Passae larvas gentis na rua da cidade
Aonde se atropella a turba folgazã;
A noite é um tanto agreste e cheia d'humidade
Mas o tedio mortal precisa a claridade
Que em vosso olhar trazeis, vizões do macadam!
Estatuas sem calor! vós sois das grandes vazas
D'um corrompido mar as Deusas menos vis!
Se á noite abandonaes, voando, as pobres casas,
E vindes pela rua enlamear as azas,
Quem sabe a fome occulta, as sedes que sentis!
A pallida Miseria em seu triste cortejo
Precisa as contracções de muitos hombros nús:
E vós ides sorrindo ao lubrico desejo,
Do carro da desgraça arremessando um beijo
Que apenas é de lama em vez de ser de luz!
Embora! caminhae deixando um grande rasto
D'estranhas emoções, d'aromas sensuaes:
E ao pobre que mendiga a pallidez d'um astro;
Ao que sonha vizões e archanjos d'alabastro
Fazei por despenhar nos longos tremedaes!
Do velho idyllio, a muza, ha muito já que dorme,
E o arroio em vão suspira e chora a nossos pés!
A grande multidão,—a vaga, a onda enorme,
Que oscilla sem cessar, e gira multiforme
Ás corridas, ao circo, ao templo e aos cafés,
Talvez ao presentir que tudo, emfim, declina,
Adore a immensa luz, em vós, constellações,
Que não baixaes do céo; que vindes d'uma esquina,
Vagando no rumor da aérea musselina,
Em plena bacchanal fingindo de vizões?
Oh, sois do nosso tempo!
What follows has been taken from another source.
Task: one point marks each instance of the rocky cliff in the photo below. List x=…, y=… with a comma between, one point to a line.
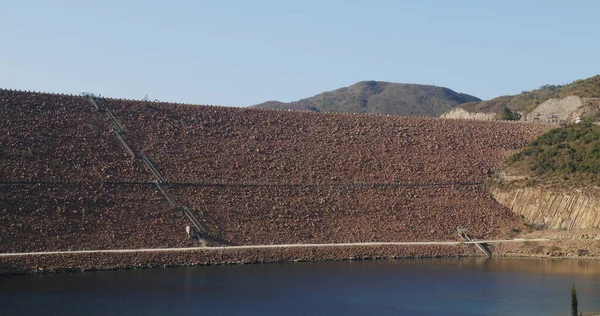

A languida existencia
De tedios se consome e sente febres más!
Aspira ao que é bizarro: a uma exquisita essencia
Que exhala aquella flôr que vem na decadencia
E quando a toda a luz succede a luz do gaz!
Do seculo a voz rude apenas diz—trabalha!—
Ao poste vil amarra o lubrico ideal
Que expira, emfim, talhando a funebre mortalha
Na vossa trança gasta, ó muzas da canalha
Que apenas revoaes do olimpo ao hospital!